I guess it's like I already sensed on some level that there was another side to the Never Getting Tired, Quitting or Giving In Idea, though it hadn't fully germinated yet. Moving right along to the subject suggested in the Title of this Post, sometimes there is a time delay in the complete revealing of God's Voice. Even though I prayed, a good part of the answers relating to what I should write didn't come until the next day and for me, this really isn't that uncommon.

This Morning, I woke up thinking about the Dog Training again and about something that the trainer said. She was wondering if our Dog, Shasta, responds better to my husband (Ray) than to me. Well, that seems odd, because he is not the one who is the most Forceful. Even now, I'm not sure whether or not she was having a Senior Moment when she said that and didn't really remember how much Ray struggled with the dog the last time it was his turn to work him at the class a couple of weeks ago.

I could never figure out who the dog was responding better too. At times it would appear that he was responding better to Ray, but that is only because he was reluctant to try and do the things that were difficult for our dog and that would cause him to act up and rebel if Ray had tried it. Ray is more Gentle. He is reluctant to really yank on the Choke Collar to the extent that is necessary to "Force" the dog to behave and he is even reluctant to really use his strong masculine voice. When he gives commands, he isn't even really that "Forceful" in his tone.

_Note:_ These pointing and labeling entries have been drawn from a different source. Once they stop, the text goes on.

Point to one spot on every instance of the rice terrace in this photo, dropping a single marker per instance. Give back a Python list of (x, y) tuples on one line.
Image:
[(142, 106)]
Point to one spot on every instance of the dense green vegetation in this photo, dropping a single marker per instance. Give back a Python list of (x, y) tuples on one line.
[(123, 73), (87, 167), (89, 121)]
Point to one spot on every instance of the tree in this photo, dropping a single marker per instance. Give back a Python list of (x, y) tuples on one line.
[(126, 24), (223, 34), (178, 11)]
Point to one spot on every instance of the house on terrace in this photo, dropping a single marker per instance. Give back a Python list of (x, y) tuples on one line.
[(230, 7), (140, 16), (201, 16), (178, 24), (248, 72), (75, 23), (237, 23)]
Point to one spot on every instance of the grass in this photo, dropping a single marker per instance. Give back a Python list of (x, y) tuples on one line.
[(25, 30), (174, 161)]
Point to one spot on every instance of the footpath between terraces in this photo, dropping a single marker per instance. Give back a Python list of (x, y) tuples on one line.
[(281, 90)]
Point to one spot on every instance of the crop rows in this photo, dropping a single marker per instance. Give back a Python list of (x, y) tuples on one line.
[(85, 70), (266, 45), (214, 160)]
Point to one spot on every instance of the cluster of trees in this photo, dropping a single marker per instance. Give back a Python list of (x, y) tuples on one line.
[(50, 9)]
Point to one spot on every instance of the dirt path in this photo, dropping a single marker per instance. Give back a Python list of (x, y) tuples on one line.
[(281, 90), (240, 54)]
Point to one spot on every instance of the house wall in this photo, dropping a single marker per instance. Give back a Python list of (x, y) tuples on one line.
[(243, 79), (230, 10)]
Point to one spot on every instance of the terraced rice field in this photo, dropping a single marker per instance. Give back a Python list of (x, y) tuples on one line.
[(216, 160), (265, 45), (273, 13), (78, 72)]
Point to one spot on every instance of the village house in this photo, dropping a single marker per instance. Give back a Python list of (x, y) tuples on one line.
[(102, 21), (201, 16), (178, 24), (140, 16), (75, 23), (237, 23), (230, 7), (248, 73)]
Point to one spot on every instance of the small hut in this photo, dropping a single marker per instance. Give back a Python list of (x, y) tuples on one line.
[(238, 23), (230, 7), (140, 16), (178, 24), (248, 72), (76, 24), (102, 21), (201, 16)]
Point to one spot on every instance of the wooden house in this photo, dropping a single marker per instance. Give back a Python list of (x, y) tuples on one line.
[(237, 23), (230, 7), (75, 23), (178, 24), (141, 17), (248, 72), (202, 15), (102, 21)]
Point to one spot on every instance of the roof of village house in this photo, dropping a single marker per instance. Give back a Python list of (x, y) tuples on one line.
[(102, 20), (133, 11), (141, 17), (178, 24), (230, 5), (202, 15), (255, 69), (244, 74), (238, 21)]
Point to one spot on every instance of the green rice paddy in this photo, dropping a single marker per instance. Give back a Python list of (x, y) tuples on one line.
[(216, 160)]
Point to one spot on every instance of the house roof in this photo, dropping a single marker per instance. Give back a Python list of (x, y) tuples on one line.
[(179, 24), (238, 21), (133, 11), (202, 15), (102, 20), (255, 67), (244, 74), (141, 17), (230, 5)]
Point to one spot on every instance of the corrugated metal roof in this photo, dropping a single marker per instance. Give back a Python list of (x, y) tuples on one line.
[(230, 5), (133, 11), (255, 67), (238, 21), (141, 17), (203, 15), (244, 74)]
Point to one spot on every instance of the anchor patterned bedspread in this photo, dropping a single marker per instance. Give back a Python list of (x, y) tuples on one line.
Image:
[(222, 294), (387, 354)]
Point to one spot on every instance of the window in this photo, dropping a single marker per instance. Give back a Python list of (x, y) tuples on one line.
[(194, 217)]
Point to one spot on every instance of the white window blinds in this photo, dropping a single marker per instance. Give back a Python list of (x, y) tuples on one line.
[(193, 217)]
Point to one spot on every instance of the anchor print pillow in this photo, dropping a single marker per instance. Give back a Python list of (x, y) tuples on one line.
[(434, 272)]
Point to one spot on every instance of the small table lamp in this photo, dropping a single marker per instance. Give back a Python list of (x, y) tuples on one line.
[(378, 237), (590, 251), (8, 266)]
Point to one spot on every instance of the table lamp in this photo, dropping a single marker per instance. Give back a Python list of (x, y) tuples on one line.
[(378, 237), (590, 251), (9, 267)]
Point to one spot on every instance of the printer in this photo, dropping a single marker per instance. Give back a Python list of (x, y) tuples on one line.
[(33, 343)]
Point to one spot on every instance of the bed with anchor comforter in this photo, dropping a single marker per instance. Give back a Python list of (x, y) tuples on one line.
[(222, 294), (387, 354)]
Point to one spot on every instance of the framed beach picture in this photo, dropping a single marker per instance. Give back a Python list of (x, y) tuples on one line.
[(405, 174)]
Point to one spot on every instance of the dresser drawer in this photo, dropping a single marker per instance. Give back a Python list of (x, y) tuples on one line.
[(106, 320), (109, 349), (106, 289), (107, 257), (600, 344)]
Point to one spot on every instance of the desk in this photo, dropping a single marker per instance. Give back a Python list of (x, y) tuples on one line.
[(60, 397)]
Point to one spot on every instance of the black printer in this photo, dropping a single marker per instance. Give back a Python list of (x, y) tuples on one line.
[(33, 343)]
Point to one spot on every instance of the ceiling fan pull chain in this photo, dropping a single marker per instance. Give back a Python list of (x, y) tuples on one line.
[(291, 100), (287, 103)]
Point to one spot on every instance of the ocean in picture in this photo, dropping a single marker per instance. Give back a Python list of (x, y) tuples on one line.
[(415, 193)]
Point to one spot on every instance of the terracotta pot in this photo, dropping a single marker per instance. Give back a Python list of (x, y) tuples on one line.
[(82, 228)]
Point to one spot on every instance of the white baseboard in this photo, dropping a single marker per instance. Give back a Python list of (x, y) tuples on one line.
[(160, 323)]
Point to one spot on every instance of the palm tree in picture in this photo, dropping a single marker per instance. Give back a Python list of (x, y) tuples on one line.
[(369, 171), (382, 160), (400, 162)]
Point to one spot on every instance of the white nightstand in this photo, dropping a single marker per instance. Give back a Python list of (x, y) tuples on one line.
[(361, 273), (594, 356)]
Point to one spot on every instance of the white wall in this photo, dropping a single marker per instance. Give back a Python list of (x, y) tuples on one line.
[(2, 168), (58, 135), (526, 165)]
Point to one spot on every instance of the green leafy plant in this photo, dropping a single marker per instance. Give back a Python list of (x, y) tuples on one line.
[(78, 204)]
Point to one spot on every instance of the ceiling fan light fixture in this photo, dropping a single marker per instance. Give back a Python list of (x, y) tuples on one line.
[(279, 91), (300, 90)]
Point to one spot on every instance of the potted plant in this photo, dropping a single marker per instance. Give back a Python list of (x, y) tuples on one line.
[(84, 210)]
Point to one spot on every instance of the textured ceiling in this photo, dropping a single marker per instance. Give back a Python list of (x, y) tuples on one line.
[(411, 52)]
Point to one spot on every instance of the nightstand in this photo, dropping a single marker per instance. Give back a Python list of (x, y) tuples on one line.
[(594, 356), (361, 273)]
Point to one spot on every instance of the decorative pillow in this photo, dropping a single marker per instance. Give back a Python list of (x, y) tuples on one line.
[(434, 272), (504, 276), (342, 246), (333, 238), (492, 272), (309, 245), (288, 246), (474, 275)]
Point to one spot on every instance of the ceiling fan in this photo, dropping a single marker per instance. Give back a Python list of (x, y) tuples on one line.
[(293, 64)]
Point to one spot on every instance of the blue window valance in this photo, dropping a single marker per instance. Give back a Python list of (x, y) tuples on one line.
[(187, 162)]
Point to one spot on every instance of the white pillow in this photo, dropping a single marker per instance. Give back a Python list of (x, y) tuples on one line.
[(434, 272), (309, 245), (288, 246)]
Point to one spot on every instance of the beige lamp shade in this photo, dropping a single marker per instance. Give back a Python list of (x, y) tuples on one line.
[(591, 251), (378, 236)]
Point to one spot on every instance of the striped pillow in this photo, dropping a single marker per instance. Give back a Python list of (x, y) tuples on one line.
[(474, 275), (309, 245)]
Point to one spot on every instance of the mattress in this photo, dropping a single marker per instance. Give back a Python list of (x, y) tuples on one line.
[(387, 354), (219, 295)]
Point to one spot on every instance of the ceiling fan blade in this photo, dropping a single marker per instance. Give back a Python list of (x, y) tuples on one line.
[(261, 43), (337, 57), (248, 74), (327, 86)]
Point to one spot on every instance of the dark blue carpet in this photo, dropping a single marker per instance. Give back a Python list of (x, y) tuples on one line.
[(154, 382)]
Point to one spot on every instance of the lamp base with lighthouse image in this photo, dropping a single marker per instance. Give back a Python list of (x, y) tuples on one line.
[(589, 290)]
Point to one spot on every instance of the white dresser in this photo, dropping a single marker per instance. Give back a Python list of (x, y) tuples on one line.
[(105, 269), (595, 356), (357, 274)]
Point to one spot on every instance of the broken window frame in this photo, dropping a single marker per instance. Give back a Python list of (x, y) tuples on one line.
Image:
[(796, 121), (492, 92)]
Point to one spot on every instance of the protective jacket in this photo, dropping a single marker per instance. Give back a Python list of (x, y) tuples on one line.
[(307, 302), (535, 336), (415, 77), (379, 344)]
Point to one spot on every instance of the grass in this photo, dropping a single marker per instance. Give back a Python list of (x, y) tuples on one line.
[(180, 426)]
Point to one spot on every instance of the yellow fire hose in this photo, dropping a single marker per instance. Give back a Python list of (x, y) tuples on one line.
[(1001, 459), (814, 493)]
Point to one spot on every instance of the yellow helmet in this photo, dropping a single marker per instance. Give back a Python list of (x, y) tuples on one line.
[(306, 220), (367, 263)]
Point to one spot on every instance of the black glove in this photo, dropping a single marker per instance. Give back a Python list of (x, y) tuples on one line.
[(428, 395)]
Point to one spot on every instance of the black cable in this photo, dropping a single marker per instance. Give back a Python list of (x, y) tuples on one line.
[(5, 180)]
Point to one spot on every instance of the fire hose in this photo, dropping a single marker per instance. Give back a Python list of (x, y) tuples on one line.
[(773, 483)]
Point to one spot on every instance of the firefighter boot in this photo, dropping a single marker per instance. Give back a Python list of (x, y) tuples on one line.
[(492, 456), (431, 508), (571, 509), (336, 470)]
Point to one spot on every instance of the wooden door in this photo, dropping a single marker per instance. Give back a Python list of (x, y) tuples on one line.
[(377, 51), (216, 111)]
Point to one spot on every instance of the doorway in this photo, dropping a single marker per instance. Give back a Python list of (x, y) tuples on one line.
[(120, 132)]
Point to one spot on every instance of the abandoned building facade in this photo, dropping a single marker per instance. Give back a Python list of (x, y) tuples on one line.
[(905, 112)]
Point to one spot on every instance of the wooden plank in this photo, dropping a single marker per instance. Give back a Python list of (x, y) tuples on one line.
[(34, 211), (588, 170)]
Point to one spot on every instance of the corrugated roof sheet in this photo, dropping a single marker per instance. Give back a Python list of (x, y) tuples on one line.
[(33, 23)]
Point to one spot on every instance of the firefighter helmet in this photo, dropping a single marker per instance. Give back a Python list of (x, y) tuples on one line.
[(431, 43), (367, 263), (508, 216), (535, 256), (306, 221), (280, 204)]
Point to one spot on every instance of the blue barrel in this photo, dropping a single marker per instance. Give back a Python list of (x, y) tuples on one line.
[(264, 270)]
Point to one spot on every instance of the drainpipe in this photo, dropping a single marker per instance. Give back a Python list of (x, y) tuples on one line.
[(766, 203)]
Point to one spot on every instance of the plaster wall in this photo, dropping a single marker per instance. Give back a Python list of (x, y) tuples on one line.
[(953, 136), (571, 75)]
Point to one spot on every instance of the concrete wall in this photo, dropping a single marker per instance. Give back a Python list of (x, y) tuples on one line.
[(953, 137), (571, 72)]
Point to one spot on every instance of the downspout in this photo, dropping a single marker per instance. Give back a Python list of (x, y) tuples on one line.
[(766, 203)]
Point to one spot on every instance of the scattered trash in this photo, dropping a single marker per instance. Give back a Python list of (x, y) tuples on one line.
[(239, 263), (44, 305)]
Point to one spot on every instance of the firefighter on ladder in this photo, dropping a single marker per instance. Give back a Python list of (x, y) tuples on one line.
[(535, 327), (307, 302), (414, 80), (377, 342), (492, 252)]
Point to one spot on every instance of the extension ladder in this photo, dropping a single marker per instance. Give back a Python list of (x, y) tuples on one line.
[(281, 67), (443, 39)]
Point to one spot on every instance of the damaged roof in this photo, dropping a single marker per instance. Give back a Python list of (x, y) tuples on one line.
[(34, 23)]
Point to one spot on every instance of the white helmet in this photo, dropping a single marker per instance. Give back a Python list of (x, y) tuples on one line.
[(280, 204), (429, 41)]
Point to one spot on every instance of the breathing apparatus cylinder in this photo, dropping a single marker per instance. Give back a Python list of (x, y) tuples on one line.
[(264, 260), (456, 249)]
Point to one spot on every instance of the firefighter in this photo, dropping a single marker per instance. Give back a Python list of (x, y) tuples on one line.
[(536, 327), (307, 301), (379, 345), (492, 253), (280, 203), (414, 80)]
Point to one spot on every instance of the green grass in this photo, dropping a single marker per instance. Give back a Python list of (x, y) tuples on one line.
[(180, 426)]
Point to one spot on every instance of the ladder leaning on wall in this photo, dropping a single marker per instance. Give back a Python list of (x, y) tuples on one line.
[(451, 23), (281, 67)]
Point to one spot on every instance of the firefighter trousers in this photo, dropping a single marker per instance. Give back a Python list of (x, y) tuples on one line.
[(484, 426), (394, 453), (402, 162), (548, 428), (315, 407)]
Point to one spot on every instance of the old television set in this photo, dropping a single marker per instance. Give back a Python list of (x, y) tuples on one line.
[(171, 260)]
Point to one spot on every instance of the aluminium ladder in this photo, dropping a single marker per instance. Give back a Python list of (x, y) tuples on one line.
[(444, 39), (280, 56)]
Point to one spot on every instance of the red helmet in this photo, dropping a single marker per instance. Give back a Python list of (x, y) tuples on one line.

I am actually the one who is more willing to apply the type of "Force" that the Dog Trainer has suggested, just as she keeps saying to Ray, "Don't worry about it. You are not going to Hurt Your Dog." Well, I take those words more to heart than Ray does and I am harder on him, than Ray is. The Dog Trainer, of course, is even harder on him than me.

Keeping this in mind, it is quite interesting if it is indeed true that the Dog is responding better to Ray than to me, yet it is only in relation to things such as Heal, Sit, Stay, etc.

There are still things that the dog is reluctant to do. He Sits quite well, but he seems to have a mental block in relation to the Down Command. He will do it for a treat, but I can't get him to do it without a treat, while on the lease. Ray, in his Gentleness, has only tried a few times and than stopped trying because he doesn't like being "so hard on the dog". I'm not afraid to be a little more forceful, yet when I do, Shasta jumps up on me and fowls the lease by deliberately tangling his paw in it and yes, the trainer has confirmed that this action is deliberate. This starts a struggle in which I have to yank him down really hard with the lease, while saying a very firm NO!

The dog trainer has struggled with him too, but gets him under control because she is even more Firm and Forceful than me. Ray hasn't been able to enforce this command because he is not even willing to apply this type of Force. I'm willing to be more Forceful, but still can't get the desired result. Maybe I'm not as strong as the trainer. I don't know what it is.

If, in fact, it is true that Shasta responds better to my more Gentle, Easy Going Husband, at least in the things that he is willing to do, than that is quite interesting, because what it tells me is that for the most part, the Dog responds better to Gentleness, than to Force and the Down Command, that he for some reason has an aversion to, will come in time. Apparently, sometimes "Force" doesn't even work on Dogs, to the extent that Dog Trainers think it should.

So what does this say about the original statement "We can not Get Tired. We can not Quit and we can not Give In."? Is this actually always true? And another question that comes to my mind is "Is it actually even possible to 'Not ever Get Tired'?" Let's try and be at least a little more realistic. Shall we?